If Grutter is overturned, no university in the United States would legally be allowed to consider race as a factor in admissions, having to return to a system that may mirror the current system in California, where race-based affirmative action is illegal. However, this could enable universities to consider a host of other social factors, such as religious affiliation, sexual orientation, socioeconomic status, and so forth.

Current critics of affirmative action argue that race-based affirmative action may promote racial diversity, but that it is lacking in other forms of diversity which may provide equal or greater educational benefit. A common example suggested by these critics is increasing religious diversity as different faiths naturally have different perspectives on a number of issues, and being surrounded by various faiths could provide students as much educational benefit as being surrounded by peers of different races. Nevertheless, Harvard’s admissions processes redact religious affiliation from applications, preventing admissions readers from considering religion, a potentially significant part of a student’s identity. 
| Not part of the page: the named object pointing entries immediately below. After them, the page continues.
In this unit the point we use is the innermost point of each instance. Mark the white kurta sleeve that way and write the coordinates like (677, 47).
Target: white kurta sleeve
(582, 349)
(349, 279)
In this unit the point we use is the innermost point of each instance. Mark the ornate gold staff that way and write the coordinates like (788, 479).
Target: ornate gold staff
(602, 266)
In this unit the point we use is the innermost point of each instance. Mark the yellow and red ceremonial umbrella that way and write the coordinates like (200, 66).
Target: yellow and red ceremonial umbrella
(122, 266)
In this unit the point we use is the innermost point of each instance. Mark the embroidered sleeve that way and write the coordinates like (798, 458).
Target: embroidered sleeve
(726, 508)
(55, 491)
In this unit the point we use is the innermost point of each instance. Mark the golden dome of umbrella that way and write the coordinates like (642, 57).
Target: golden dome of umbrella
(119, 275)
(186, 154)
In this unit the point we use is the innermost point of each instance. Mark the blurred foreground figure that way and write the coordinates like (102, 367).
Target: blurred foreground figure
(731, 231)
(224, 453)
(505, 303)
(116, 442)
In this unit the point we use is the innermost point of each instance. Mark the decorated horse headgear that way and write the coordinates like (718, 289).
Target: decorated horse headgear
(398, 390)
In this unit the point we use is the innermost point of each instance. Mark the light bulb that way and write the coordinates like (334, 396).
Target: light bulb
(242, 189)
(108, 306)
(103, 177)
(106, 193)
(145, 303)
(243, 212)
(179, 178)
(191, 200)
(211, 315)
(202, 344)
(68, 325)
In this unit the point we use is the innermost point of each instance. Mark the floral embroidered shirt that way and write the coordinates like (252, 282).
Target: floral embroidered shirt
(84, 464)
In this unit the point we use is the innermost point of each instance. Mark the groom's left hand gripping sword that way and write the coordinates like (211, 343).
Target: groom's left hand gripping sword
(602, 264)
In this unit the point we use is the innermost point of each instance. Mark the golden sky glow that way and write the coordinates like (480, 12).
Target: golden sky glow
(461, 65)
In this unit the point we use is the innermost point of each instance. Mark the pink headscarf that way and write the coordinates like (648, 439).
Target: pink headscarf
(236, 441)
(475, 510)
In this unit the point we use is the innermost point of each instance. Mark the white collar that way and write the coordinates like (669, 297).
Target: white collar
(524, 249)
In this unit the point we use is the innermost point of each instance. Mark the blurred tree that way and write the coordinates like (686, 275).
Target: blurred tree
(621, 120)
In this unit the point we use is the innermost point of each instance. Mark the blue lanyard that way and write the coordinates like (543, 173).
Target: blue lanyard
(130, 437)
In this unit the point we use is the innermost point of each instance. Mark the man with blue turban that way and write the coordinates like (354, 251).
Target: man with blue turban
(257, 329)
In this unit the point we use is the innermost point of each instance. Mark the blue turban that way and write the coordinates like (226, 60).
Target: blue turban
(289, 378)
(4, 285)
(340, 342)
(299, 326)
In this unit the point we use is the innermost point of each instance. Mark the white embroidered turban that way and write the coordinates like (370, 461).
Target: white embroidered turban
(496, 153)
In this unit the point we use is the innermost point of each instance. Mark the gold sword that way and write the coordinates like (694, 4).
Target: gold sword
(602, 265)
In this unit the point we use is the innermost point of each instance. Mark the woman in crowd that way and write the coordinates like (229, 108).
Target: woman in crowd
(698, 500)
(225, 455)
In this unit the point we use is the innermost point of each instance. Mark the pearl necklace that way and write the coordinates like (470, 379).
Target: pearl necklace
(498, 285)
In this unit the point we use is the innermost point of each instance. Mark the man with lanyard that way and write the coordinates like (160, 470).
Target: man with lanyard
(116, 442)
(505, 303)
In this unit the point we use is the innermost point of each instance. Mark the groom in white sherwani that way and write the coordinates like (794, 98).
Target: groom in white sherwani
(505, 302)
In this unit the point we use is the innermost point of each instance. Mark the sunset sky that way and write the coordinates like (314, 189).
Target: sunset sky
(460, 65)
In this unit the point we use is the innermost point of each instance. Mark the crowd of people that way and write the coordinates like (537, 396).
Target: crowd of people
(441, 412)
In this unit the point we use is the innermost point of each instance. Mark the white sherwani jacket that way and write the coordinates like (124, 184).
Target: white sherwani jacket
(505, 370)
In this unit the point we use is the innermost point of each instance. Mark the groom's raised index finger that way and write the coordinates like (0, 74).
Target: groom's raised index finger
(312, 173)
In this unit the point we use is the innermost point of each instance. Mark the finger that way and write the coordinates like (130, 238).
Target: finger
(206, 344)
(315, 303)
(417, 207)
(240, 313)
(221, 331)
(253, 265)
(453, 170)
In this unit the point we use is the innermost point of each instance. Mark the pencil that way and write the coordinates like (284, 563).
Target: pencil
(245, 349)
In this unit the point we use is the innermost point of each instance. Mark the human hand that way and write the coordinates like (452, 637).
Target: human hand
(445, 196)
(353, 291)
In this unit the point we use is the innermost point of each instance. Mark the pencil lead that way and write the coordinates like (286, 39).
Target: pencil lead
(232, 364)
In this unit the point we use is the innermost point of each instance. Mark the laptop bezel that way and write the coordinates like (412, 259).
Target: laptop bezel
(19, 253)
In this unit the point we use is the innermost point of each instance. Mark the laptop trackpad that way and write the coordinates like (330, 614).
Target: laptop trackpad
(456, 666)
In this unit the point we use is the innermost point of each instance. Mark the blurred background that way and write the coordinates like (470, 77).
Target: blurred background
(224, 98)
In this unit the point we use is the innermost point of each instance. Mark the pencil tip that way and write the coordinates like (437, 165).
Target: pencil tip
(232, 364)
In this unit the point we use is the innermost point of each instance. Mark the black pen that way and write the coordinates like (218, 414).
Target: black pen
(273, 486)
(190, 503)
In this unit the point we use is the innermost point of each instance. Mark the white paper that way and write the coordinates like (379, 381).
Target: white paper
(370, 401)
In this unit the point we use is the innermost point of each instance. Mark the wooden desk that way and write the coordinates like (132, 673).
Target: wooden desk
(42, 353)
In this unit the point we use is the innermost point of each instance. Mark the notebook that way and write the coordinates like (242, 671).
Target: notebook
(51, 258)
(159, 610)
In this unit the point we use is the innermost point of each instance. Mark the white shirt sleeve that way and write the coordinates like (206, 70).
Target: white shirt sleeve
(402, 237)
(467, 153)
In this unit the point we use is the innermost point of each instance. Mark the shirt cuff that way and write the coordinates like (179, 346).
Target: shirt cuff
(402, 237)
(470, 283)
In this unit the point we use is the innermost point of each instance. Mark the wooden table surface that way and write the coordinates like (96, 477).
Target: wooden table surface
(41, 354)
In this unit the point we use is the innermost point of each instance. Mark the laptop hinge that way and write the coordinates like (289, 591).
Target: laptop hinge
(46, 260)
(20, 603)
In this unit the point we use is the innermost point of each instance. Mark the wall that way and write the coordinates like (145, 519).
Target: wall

On the other hand, the Supreme Court could go as far as declaring that diversity of any form is not a compelling state interest, which would prevent colleges from considering any feature of a student’s identity outside of what appears in their essays. Race-based affirmative action, along with alternative forms, would be completely illegal, drastically affecting how college admissions are conducted. Many colleges have become test-optional after the pandemic as they are able to consider a multitude of personal factors, but without access to that data, they may be forced to return to a test-mandatory system. 

Regardless of your stance towards affirmative action, keep a close eye on SFFA v. Harvard because this case could easily affect how you and your college application will be considered by colleges across the nation.